The Wall Street Journal reports that more than 20 carriers around the world have gone out of business this year, most of whom were smaller European airlines. Rising costs are being blamed, although experts are expecting to see a few more smaller carriers fall off despite recent lower fuel prices as the industry moves into off-season.
The air market continues to experience slow growth as we continue through 2018. The industry is boosted by ecommerce, but slow supplier transit times are eliminating the need for an high-cost, high-speed mode option like air.
Startup WaveSense is commercializing ground-penetrating radar that can be used to determine environmental conditions below the road surface to help create reliable maps. This is a step toward an autonomous trucking industry, but other problems still need to be solved, like how driverless trucks would exit a highway for the final consumer destination, and how trucks would receive updated maps.
DB Schenker is also launching an autonomous truck pilot.
Some manufacturers are building factories closer to their consumers to reduce trucking costs and transit times. This move could be risky, as more factories means more supply that may not meet demand, but lower costs and the ability to avoid Chinese tariffs may make it a good investment.
The Road Haulage Association (RHA) warns that ignoring the current trucking problems will lead to disaster for the market in the future. A shortage of truck drivers, high costs to train new and younger drivers, and constricting regulatory practices are stifling the UK trucking market and will lead to a “catastrophic cocktail of disaster” if not addressed.
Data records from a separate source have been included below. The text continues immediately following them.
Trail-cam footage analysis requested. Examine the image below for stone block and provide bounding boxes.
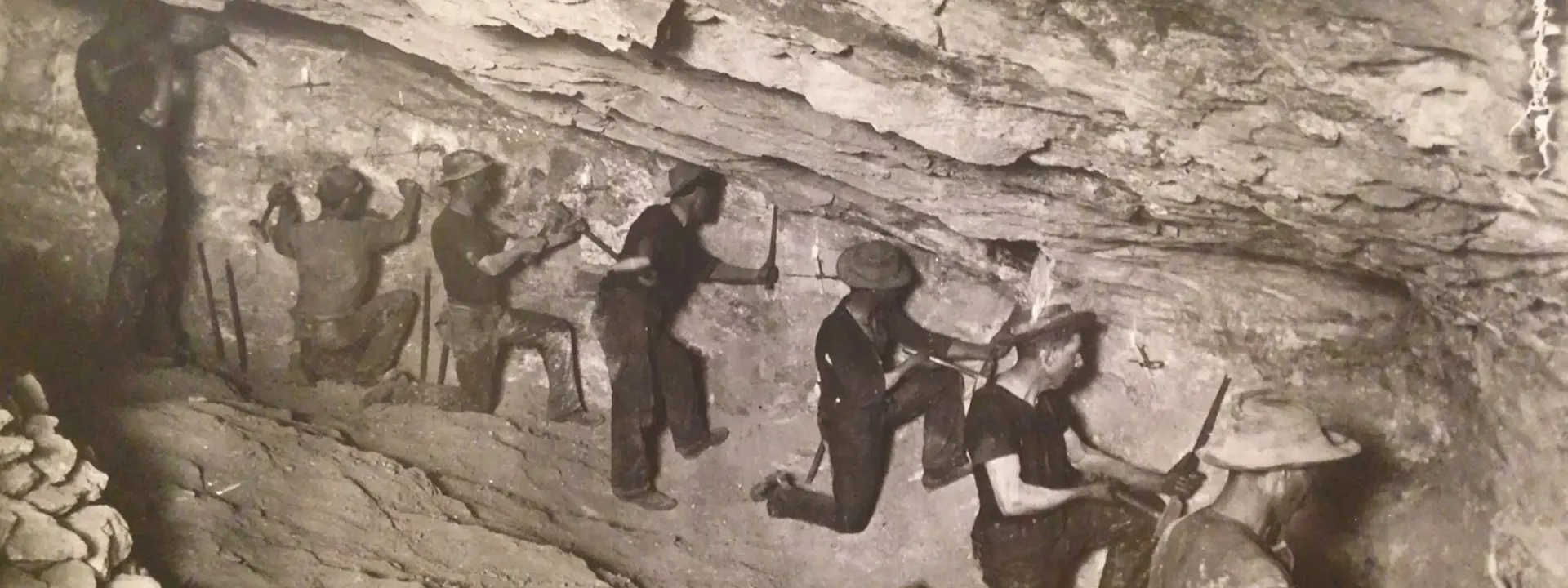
[0,564,49,588]
[38,559,97,588]
[24,460,108,514]
[61,505,131,577]
[0,434,33,464]
[0,461,44,499]
[0,508,88,566]
[105,574,162,588]
[25,416,77,484]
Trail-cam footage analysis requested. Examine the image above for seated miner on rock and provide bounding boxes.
[75,2,247,367]
[751,242,1007,533]
[430,149,604,426]
[595,162,777,510]
[266,165,421,385]
[966,304,1205,588]
[1147,390,1361,588]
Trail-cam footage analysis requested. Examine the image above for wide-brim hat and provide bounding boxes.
[992,304,1099,345]
[436,149,496,185]
[315,165,365,204]
[834,240,914,290]
[1198,390,1361,472]
[665,162,718,198]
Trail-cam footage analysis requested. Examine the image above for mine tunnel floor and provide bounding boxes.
[74,368,997,586]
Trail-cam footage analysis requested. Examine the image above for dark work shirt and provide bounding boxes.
[817,300,953,408]
[604,204,718,315]
[75,29,165,150]
[430,208,506,305]
[964,384,1079,528]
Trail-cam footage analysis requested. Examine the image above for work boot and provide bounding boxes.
[615,489,679,511]
[920,464,973,491]
[750,470,795,501]
[676,426,729,460]
[550,409,604,426]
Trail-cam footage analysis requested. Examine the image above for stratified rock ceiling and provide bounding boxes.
[162,0,1568,332]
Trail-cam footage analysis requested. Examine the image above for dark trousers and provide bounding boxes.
[442,304,583,421]
[972,500,1156,588]
[768,365,969,533]
[295,290,419,382]
[595,288,709,496]
[97,146,185,356]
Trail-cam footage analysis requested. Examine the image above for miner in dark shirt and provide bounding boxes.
[596,162,777,510]
[966,304,1203,588]
[430,149,604,426]
[751,242,1002,533]
[266,165,423,385]
[75,2,229,367]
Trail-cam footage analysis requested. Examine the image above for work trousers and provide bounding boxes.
[441,303,583,421]
[970,500,1156,588]
[768,365,969,533]
[295,290,419,382]
[97,146,185,356]
[595,287,709,497]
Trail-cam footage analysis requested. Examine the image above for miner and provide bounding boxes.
[1147,390,1361,588]
[75,2,238,367]
[430,149,604,426]
[751,242,1005,533]
[266,165,423,385]
[966,304,1205,588]
[596,162,777,510]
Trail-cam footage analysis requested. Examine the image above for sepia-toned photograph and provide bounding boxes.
[0,0,1568,588]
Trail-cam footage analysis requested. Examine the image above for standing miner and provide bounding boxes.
[75,2,239,367]
[1147,392,1361,588]
[966,304,1205,588]
[430,149,604,426]
[266,165,423,385]
[596,162,777,510]
[751,242,1002,533]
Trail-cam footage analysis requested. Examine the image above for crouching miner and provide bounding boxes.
[1149,392,1361,588]
[595,162,777,511]
[266,165,421,385]
[751,242,1000,533]
[430,149,604,426]
[966,305,1203,588]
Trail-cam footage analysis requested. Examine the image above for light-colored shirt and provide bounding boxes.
[1147,508,1292,588]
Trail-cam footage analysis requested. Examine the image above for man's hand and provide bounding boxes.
[755,265,779,287]
[266,182,295,207]
[397,177,425,198]
[1160,470,1209,500]
[1079,480,1116,501]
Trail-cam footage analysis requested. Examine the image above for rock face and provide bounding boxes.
[0,375,157,588]
[0,0,1568,586]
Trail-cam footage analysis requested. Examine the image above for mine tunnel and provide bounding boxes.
[0,0,1568,588]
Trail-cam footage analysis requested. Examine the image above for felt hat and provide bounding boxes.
[1198,390,1361,472]
[834,240,914,290]
[436,149,496,185]
[666,162,718,198]
[315,165,365,206]
[992,304,1098,345]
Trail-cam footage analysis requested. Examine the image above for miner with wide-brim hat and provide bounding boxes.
[595,162,777,510]
[1149,390,1361,588]
[75,0,249,368]
[266,165,423,385]
[751,240,1005,533]
[430,149,604,426]
[964,304,1203,588]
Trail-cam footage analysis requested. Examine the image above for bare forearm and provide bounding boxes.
[477,237,546,276]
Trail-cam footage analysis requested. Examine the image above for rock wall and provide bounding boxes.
[0,375,158,588]
[0,0,1568,586]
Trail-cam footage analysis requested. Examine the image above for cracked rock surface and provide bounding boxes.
[0,0,1568,586]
Trucking currently needs to be booked 15 days in advance.
Haulage is more vulnerable to theft than other modes of transport, and in-transit hijackings are the number-one threat to trucking around the world. Thefts in the U.S. and Canada tend to happen at unsecure cargo trucks at unsecure locations, but hijacking remains rare. In South America, Africa, and the Middle East, on the other hand, hijackings account for over 50% of truck theft.
California passed a state law in 2008 designed to phase in over time that requires diesel trucks and buses that operate in California to be upgraded to reduce their emissions. Two interstate trucking companies were fined hundreds of thousands of dollars last week for not installing filters that would prevent pollutants from contaminating the air.
The Trump administration is also pushing for pollution limits on commercial trucks.